We have a precedent with the 1998 emergency plan obtained after a long strike

Another remark, to recall that we had a precedent with the 1998 emergency plan obtained after a long strike. This movement gained 3,000 additional jobs over three years for the department, which is significant. The allocation of these 3,000 positions has unfortunately been gradually eroded by national and academic resource management policies. While the socioeconomic situation of a significant part of the population of Seine-Saint-Denis continued to deteriorate.

Furthermore, we can only regret that this exceptional award was not accompanied by a monitoring and support system for professional teaching experience and continuous improvement appropriate to the difficulties.

The conflict of knowledge that Gabriel Attal is driving does not seem to be going in this direction…

One of the paradoxes of priority education is that it is often stated that teachers should have practices that are less productive for differentiation and inequalities. But we have hardly helped them in this, although we do not promote things that go exactly the opposite. We have an obvious illustration of this when the short-term minister of national education, now prime minister, talks about the conflict of knowledge on the day of the publication of the PISA survey.

They show, like the vast majority of research work, the complete opposite of what it promotes. Especially regarding repetitions, which are ineffective, even punishing in long-term and levels.

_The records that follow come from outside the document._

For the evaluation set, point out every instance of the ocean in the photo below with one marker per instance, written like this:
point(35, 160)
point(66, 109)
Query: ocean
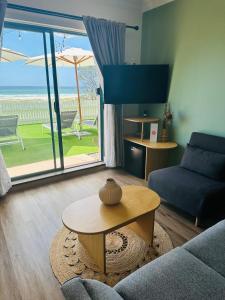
point(32, 92)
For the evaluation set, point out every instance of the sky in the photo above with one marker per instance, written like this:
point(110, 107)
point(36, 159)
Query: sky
point(31, 44)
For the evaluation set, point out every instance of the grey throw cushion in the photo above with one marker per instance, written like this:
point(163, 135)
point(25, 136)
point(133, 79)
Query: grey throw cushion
point(209, 247)
point(210, 164)
point(79, 289)
point(178, 275)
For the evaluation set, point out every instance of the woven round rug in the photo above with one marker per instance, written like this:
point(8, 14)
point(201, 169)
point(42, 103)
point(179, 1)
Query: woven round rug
point(125, 253)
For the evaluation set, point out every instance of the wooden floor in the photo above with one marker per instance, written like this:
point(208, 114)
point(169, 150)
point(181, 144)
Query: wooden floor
point(30, 219)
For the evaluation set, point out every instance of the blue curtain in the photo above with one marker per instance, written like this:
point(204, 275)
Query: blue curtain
point(3, 4)
point(107, 39)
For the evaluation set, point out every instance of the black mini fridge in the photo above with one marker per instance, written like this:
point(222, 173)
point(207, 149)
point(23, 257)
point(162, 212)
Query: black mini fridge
point(134, 159)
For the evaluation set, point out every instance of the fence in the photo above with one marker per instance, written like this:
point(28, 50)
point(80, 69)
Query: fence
point(31, 111)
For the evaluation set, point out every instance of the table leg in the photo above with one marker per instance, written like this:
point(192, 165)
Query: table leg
point(144, 227)
point(95, 245)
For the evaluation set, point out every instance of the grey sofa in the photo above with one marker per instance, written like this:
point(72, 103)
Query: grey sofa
point(195, 271)
point(197, 185)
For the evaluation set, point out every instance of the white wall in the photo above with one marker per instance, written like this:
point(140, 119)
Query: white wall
point(127, 11)
point(150, 4)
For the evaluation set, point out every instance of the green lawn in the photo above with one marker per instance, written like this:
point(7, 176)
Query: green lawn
point(38, 145)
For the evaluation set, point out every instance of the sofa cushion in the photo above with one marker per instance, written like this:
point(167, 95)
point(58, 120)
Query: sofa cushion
point(187, 190)
point(208, 142)
point(204, 162)
point(79, 289)
point(209, 246)
point(175, 275)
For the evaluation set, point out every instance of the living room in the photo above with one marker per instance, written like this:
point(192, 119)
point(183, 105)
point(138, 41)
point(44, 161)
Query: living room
point(123, 199)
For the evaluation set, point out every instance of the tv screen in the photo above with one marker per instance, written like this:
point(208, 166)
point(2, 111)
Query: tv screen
point(133, 84)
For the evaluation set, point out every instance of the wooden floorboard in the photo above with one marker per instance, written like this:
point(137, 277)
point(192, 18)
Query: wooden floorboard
point(29, 220)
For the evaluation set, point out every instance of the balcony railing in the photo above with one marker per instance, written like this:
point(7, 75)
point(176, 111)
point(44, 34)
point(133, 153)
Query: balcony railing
point(31, 111)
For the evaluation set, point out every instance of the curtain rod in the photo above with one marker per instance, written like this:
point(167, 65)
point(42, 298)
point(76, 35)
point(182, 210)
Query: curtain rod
point(52, 13)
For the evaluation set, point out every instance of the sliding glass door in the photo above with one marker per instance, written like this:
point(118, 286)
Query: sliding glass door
point(49, 111)
point(26, 104)
point(79, 104)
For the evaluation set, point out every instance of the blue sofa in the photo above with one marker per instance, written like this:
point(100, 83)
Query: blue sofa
point(197, 185)
point(195, 271)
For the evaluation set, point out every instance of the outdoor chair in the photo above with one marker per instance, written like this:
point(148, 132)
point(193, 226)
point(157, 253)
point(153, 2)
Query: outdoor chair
point(8, 131)
point(67, 122)
point(91, 122)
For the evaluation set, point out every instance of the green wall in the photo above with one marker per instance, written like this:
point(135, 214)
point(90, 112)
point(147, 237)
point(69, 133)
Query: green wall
point(190, 36)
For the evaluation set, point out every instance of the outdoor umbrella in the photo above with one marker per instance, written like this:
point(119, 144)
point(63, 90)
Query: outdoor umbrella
point(72, 57)
point(8, 55)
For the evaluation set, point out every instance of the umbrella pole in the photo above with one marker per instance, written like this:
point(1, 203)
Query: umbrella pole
point(78, 94)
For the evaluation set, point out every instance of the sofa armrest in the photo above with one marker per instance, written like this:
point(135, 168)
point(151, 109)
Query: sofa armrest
point(80, 289)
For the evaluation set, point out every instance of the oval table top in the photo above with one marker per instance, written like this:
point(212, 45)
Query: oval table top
point(91, 216)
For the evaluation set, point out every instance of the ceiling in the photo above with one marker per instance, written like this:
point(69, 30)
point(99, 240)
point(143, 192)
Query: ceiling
point(150, 4)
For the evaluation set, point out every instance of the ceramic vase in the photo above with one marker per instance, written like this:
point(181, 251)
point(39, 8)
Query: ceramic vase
point(164, 135)
point(110, 193)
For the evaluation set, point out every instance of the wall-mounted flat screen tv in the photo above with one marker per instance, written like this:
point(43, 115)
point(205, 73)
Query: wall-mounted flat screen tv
point(133, 84)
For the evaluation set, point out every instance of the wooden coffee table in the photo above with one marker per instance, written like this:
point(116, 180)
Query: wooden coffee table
point(92, 220)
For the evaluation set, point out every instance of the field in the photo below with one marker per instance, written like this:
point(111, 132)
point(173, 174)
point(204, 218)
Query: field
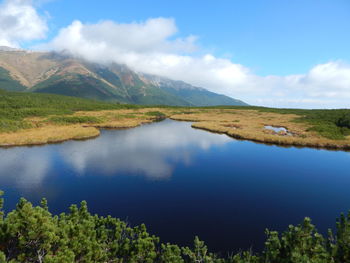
point(28, 119)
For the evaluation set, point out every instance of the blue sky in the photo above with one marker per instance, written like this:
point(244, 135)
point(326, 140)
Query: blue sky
point(274, 53)
point(270, 36)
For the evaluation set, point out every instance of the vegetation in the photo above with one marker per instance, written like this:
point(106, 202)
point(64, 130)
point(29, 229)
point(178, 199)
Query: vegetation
point(6, 81)
point(74, 119)
point(46, 112)
point(16, 106)
point(332, 124)
point(32, 234)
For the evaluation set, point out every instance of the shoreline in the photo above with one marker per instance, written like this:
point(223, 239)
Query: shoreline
point(345, 148)
point(238, 124)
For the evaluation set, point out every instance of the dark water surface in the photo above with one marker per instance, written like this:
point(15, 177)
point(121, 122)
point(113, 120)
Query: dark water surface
point(183, 182)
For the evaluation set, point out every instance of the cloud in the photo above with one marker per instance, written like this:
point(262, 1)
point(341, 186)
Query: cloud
point(152, 47)
point(20, 22)
point(150, 150)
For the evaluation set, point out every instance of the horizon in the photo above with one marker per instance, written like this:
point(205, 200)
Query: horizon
point(242, 55)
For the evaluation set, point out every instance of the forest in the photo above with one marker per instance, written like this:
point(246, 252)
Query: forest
point(32, 234)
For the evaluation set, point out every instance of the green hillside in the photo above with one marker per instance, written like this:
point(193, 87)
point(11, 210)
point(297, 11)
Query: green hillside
point(60, 74)
point(8, 83)
point(32, 234)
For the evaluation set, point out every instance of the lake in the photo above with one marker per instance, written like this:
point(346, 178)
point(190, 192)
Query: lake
point(183, 182)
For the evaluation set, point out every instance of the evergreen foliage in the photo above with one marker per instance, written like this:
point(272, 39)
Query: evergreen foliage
point(32, 234)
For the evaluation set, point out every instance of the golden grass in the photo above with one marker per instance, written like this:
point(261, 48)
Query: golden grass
point(44, 131)
point(241, 124)
point(47, 134)
point(250, 125)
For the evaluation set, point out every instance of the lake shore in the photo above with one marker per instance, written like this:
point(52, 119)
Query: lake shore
point(236, 123)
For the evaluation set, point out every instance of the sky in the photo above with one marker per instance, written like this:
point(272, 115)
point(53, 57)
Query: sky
point(271, 53)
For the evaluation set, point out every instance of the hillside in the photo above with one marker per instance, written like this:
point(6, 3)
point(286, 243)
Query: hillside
point(42, 72)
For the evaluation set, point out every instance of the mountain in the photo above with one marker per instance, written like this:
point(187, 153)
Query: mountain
point(44, 72)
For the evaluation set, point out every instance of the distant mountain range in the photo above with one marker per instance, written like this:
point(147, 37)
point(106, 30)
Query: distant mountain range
point(28, 71)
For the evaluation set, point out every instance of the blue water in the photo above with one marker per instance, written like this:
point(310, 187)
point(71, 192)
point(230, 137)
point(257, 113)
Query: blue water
point(183, 182)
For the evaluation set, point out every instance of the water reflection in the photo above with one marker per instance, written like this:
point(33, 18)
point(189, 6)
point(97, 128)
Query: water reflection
point(151, 150)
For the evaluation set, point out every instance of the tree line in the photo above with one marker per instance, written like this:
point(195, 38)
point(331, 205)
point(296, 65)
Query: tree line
point(32, 234)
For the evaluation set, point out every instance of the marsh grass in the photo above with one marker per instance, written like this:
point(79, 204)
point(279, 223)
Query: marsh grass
point(21, 112)
point(74, 119)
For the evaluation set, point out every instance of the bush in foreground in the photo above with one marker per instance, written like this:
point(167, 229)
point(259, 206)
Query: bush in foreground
point(33, 234)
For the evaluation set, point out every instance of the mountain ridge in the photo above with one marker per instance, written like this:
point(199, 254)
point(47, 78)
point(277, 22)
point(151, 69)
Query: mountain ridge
point(50, 72)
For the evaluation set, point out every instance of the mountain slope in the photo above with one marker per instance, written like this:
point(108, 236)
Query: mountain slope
point(60, 74)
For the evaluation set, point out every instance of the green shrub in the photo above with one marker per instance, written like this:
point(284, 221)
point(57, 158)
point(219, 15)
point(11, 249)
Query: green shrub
point(32, 234)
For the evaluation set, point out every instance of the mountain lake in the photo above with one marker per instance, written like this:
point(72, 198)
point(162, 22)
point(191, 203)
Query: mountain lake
point(183, 182)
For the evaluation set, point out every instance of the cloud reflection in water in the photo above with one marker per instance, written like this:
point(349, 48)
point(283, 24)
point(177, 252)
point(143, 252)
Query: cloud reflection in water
point(151, 150)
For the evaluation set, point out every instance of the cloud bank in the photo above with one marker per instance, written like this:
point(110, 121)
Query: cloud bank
point(20, 22)
point(152, 46)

We tell ourselves that this is not a confluence of knowledge, it is a contempt of knowledge.

Added to this disdain for knowledge is the experience of professors, subjected to increasingly authoritarian prohibitions, even threats, such as these professors from Sevran who participated in a video of their students to condemn the situation in their high school premises. .

We may wonder if this neglect of the experience of teachers and families is conscious and voluntary.

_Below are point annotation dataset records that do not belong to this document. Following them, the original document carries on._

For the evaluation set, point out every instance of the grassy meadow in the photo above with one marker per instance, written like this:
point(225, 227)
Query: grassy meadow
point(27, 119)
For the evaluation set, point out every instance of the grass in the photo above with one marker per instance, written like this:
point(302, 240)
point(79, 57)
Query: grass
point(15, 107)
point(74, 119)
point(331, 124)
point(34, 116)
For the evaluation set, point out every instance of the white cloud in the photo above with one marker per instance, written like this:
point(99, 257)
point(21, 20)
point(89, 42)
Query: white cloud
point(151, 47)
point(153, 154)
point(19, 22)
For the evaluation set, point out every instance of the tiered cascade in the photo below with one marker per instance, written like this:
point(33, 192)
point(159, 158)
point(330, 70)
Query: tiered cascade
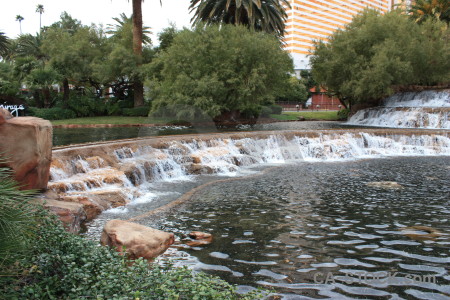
point(427, 109)
point(120, 175)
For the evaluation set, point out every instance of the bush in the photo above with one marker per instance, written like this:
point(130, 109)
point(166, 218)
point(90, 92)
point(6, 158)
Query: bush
point(276, 109)
point(265, 111)
point(85, 106)
point(54, 113)
point(136, 111)
point(62, 265)
point(343, 114)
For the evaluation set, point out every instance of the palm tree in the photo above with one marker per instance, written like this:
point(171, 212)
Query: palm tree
point(137, 49)
point(421, 10)
point(123, 30)
point(40, 10)
point(4, 45)
point(261, 15)
point(20, 19)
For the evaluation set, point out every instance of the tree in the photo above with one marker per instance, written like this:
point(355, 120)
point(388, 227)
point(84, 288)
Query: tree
point(376, 54)
point(223, 72)
point(137, 48)
point(4, 45)
point(17, 222)
point(40, 10)
point(20, 19)
point(421, 10)
point(261, 15)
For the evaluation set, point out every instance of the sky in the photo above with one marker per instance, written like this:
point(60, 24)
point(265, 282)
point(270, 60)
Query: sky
point(155, 16)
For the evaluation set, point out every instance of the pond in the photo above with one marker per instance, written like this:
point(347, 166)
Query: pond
point(68, 136)
point(320, 229)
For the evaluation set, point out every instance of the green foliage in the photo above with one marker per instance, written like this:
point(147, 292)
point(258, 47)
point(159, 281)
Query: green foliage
point(62, 265)
point(268, 16)
point(136, 111)
point(4, 45)
point(166, 37)
point(343, 114)
point(8, 84)
point(276, 109)
point(54, 113)
point(86, 106)
point(295, 91)
point(376, 53)
point(215, 69)
point(265, 111)
point(16, 223)
point(421, 10)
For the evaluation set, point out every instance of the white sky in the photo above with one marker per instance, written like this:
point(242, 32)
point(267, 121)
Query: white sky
point(155, 16)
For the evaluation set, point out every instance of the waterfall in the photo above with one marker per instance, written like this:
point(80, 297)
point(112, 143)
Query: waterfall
point(130, 168)
point(427, 109)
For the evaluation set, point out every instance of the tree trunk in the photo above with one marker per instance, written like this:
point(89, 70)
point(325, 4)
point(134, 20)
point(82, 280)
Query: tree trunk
point(66, 91)
point(46, 92)
point(37, 98)
point(137, 49)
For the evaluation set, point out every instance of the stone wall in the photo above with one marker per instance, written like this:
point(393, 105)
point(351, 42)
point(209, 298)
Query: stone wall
point(26, 146)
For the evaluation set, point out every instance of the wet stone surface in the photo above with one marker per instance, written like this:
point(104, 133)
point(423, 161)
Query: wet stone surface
point(318, 230)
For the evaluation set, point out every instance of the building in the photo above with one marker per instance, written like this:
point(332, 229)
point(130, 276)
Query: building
point(321, 101)
point(310, 20)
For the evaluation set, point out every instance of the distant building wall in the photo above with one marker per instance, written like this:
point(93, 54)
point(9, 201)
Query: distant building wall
point(310, 20)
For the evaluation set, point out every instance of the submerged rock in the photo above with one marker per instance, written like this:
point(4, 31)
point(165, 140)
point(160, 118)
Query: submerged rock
point(385, 184)
point(135, 239)
point(71, 214)
point(199, 239)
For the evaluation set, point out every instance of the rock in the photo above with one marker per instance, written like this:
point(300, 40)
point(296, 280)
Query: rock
point(115, 197)
point(199, 239)
point(198, 235)
point(197, 169)
point(72, 215)
point(5, 115)
point(26, 144)
point(385, 184)
point(138, 240)
point(92, 205)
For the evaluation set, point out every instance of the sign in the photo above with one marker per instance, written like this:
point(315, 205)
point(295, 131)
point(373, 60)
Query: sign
point(12, 108)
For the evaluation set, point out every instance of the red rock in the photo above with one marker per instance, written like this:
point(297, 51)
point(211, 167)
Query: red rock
point(198, 235)
point(26, 144)
point(137, 240)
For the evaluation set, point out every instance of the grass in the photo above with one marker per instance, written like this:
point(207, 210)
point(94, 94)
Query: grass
point(117, 120)
point(308, 115)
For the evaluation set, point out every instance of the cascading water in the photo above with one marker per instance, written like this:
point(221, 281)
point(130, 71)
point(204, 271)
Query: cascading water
point(132, 169)
point(289, 228)
point(427, 109)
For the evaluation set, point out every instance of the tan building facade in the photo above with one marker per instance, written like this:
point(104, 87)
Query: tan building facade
point(310, 20)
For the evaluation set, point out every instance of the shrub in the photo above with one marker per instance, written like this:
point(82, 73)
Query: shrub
point(66, 266)
point(54, 113)
point(276, 109)
point(136, 111)
point(16, 210)
point(265, 111)
point(85, 106)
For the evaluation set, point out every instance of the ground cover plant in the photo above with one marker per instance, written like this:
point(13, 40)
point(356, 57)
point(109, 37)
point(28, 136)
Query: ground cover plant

We can also wonder if this disregard for the experience of teachers and families is conscious and voluntary. I think that some of the political decision makers are so delusional that they don’t know what people are like in terms of living and working conditions. If Amélie Oudéa-Castera’s children needed a speech therapist, I don’t think she should have much difficulty finding one, whereas it has become almost impossible in our department. As for Gabriel Attal, who completed all his education in one of the most exclusive private schools in the center of Paris, we can legitimately wonder what he knows about schools and colleges in the most segregated neighborhoods.

What consequences can this have on young people in the medium term, on their mental health and social climate?

What is still very striking is the feeling shared by teachers, students and parents, that they are abandoned, that they are discriminated against. They say that there may be money for City policy or priority education policy, but they hardly see the color. This feeling of discrimination and of being considered by public authorities as sub-citizens, sub-students, sub-teachers was strongly expressed at ongoing meetings and mobilizations.

These students are increasingly helpless in the face of the demands placed on them.

We can observe, in some of the institutions with the greatest difficulties, a policy of flow management without the possibility of solving or reducing the students’ difficulties. This leads to a certain number of them moving from one class to another, without having fulfilled the basically necessary conditions for it. These students are increasingly helpless in the face of the demands placed on them. And when you are helpless in the face of the trials that are thrust upon you, your self-confidence takes a hit.

Which can lead to the development of resentment towards the school, towards the teachers, especially when they don’t live there and seem to come from another world. The school is perceived, and rightly so, as undesirable for students from the working class, and quite deeply unequal in the ways of defining school culture, in the methods of educational work that are promoted in classes.

In addition to improving the working and learning conditions of teachers and students, transforming this situation is the question and challenge of this movement for an emergency plan for schools in Seine-Saint-Denis.